Table 1. Text mining and corresponding research objectives

In Section 2 the background of topic modeling in business analytics is introduced. After giving this theoretical background Section 3 focuses on outlining methodologies for each field of application to illustrate corresponding implementations with real data in Section 4. After a report of key findings Section 5 discusses implications for practitioners and managers and shows limitations as well as potentials for further development.

Text Mining Potentials

While applications of text mining for business analytics are abundant in the literature, there is scant evidence demonstrating the use of topic modeling. In this section we point toward different research streams concerning language-based business analytics. These vary according to (a) the text source and (b) the analytical model, i. e., supervised/unsupervised learning. Text mining often yields new insights from narrative language for steering the organizational decision-making and operation of firms. One characteristic feature is the source of the written materials. They often consist of user-generated content, such as product reviews or social media postings, where sentiment analysis facilitates insights into the opinion of customers toward products on social media like twitter or facebook (Mostafa Citation2013). The gender affiliation for example can be recognized based on blinded e-mail text documents (Berezina et al. Citation2016).

Alternatively, investors can investigate whether narrative disclosures in annual financial reports of firms contain value-relevant information for predicting market performance (Balakrishnan, Qiu, and Srinivasan Citation2010)(Paradkar, Citation2010) (Kearney and Liu Citation2013). Or committees can evaluate the submissions to crowdsourcing websites in order to select winners and adjust monetary reward (Walter and Bac, Citation2013).

Moreover, internal use of text and language reflects the structure and processes of organizations. So, analytics can be applied in purchasing not only to prevent and detect fraud. Moreover, data mining techniques such as text mining and cluster analysis can be used to improve visibility of purchasing patterns and provide decisionmakers with insight to develop more efficient sourcing strategies, in terms of cost and effort. Furthermore, they can help in storing and managing purchasing contracts (Tan and Lee Citation2015).

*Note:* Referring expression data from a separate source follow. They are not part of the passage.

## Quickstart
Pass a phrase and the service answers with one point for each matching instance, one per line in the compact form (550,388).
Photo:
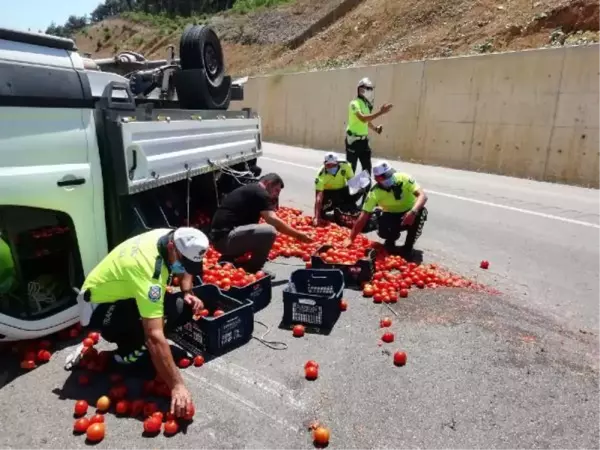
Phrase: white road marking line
(243,375)
(473,200)
(211,385)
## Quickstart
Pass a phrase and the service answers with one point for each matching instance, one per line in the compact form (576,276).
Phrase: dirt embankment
(311,34)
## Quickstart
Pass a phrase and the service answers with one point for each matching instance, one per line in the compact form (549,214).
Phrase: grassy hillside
(274,38)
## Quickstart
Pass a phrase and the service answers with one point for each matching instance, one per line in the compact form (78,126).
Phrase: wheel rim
(211,62)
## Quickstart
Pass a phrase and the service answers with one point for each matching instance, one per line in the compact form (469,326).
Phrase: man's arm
(272,219)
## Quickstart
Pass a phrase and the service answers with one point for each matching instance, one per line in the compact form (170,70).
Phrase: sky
(38,14)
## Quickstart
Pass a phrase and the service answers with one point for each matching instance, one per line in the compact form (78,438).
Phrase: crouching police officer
(123,297)
(331,186)
(402,202)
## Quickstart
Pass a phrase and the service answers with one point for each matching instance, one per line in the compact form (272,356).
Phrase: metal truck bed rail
(151,147)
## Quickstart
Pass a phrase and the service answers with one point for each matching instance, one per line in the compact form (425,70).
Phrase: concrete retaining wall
(532,114)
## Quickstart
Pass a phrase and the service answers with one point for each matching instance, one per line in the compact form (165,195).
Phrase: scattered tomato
(171,427)
(388,337)
(298,331)
(81,425)
(152,425)
(81,407)
(97,418)
(311,373)
(385,322)
(103,404)
(95,432)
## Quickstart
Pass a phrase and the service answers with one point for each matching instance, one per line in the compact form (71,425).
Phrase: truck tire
(195,92)
(200,48)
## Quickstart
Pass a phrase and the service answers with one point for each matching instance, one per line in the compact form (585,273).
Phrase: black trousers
(390,227)
(359,151)
(120,322)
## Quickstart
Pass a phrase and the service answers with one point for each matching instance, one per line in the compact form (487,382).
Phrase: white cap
(330,158)
(381,168)
(192,244)
(366,82)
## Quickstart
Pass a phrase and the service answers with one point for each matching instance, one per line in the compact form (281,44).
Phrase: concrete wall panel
(520,113)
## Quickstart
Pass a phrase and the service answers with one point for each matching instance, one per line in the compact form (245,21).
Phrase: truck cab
(86,161)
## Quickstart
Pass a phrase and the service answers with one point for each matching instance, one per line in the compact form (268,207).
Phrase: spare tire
(200,48)
(195,92)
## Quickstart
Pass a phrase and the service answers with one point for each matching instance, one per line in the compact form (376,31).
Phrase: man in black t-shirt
(235,229)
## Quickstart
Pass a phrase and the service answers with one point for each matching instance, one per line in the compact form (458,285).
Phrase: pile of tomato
(120,402)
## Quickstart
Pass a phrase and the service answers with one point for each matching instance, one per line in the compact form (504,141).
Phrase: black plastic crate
(312,297)
(259,292)
(354,274)
(216,335)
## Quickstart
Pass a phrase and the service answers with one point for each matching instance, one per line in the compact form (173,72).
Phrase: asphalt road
(514,370)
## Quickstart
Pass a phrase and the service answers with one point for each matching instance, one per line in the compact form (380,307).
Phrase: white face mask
(369,95)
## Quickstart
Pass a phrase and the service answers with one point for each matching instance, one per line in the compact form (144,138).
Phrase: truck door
(47,216)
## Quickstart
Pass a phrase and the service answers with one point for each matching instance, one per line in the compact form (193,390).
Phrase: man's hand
(194,302)
(409,218)
(181,400)
(303,237)
(385,108)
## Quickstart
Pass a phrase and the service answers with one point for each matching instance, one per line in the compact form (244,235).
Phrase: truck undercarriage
(94,152)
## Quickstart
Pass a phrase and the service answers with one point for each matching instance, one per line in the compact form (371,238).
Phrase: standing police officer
(360,120)
(402,202)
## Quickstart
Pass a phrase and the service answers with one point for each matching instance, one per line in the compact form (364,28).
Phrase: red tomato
(400,358)
(385,322)
(298,330)
(97,418)
(95,432)
(103,404)
(152,425)
(81,407)
(198,361)
(311,363)
(171,427)
(388,337)
(311,373)
(184,363)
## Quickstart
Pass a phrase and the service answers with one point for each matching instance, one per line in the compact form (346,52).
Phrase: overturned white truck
(95,151)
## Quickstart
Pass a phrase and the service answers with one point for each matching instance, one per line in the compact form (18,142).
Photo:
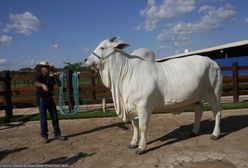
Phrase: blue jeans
(45,104)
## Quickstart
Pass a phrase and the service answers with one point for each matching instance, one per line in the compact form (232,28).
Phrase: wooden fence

In addition to that a study shows a procedure for automated learning of negotiation strategies and stylized business negotiations (Oliver Citation1996).

Further application potentials can be found in business process management, for example to check validation and plausibility of existing processes or to transform continuous text into process models (Leopold, Mendling, and Polyvyanyy Citation2014)(Leopold, Pittke, and Mendling Citation2014). For example, violations of process models or compliance guidelines can be detected and documented (Accorsi and Stocker Citation2012)(Van der Aalst, Citation2010).

The applications of text mining also show considerable variations in terms of the underlying methods. On the one hand, a lot of use cases require supervised learning with a priori labels. Examples include automated assignment of IT tickets to the appropriate service unit (Goby et al. Citation2016), forecasts of news-based stock price changes (Pröllochs, Feuerriegel, and Neumann Citation2016), and predicting users’ affect (Rao et al. Citation2016). Others rely on unsupervised methods, such as clustering or topic modeling, which are able to shed light on the patterns within business data. Illustrative demonstrations include measuring business proximity (Shi, Lee, and Whinston Citation2016), predicting interest among tourists (Brandt, Bendler, and Neumann Citation2017), and forming IT support groups on the basis of the content of helpdesk tickets (Goby et al. Citation2016).

Research Framework

Theoretical Background

The amount of unstructured data clearly outweighs the amount of structured data. Experts put the share of unstructured data at 70–90% (Subramaniyaswamy et al. Citation2015). Apart from images and sound recordings, this mainly involves textual data (Baars and Kemper Citation2008). Accordingly, many organizations and companies have large amounts of textual data. In order to generate added value from this data, two major challenges must be met. First, an effective system for data storage and data management is necessary. Second, there must be efficient algorithms to process and analyze textual data to extract useful information (Holzinger and Pasi Citation2013). Most ML algorithms are designed for numerical data. Therefore, special methods and techniques for algorithmic processing and transformation of natural language have formed under the term “Natural Language Processing” (NLP). While regular structures can often be found in numerical data sets, textual data sets usually do not follow a regular syntax, are therefore very variable and cannot be directly analyzed by classical statistical models. In the field of NLP and text analytics often basic forms of ML are used, but specific algorithms sometimes differ considerably (Manning, Raghavan, and Schuetze Citation2018) (Sarkar Citation2016) (Sarkar, Bali, and Sharma Citation2018). In the following, three typical instruments relevant for this work are discussed.

Topic Modeling is a method for analyzing the distribution of semantic word groups in text collections, so-called “Topics.” It is suitable both for the explorative examination of the contents of a corpus and for obtaining features for computer-aided text classification. The procedure does not require external dictionaries, training data or similar and works in principle independently of language or orthographic conventions. Only the frequencies of characters at word level are statistically examined and translated into presumed semantic relationships. This makes Topic Modeling a particularly flexible method with regard to its requirements for text type and text quality.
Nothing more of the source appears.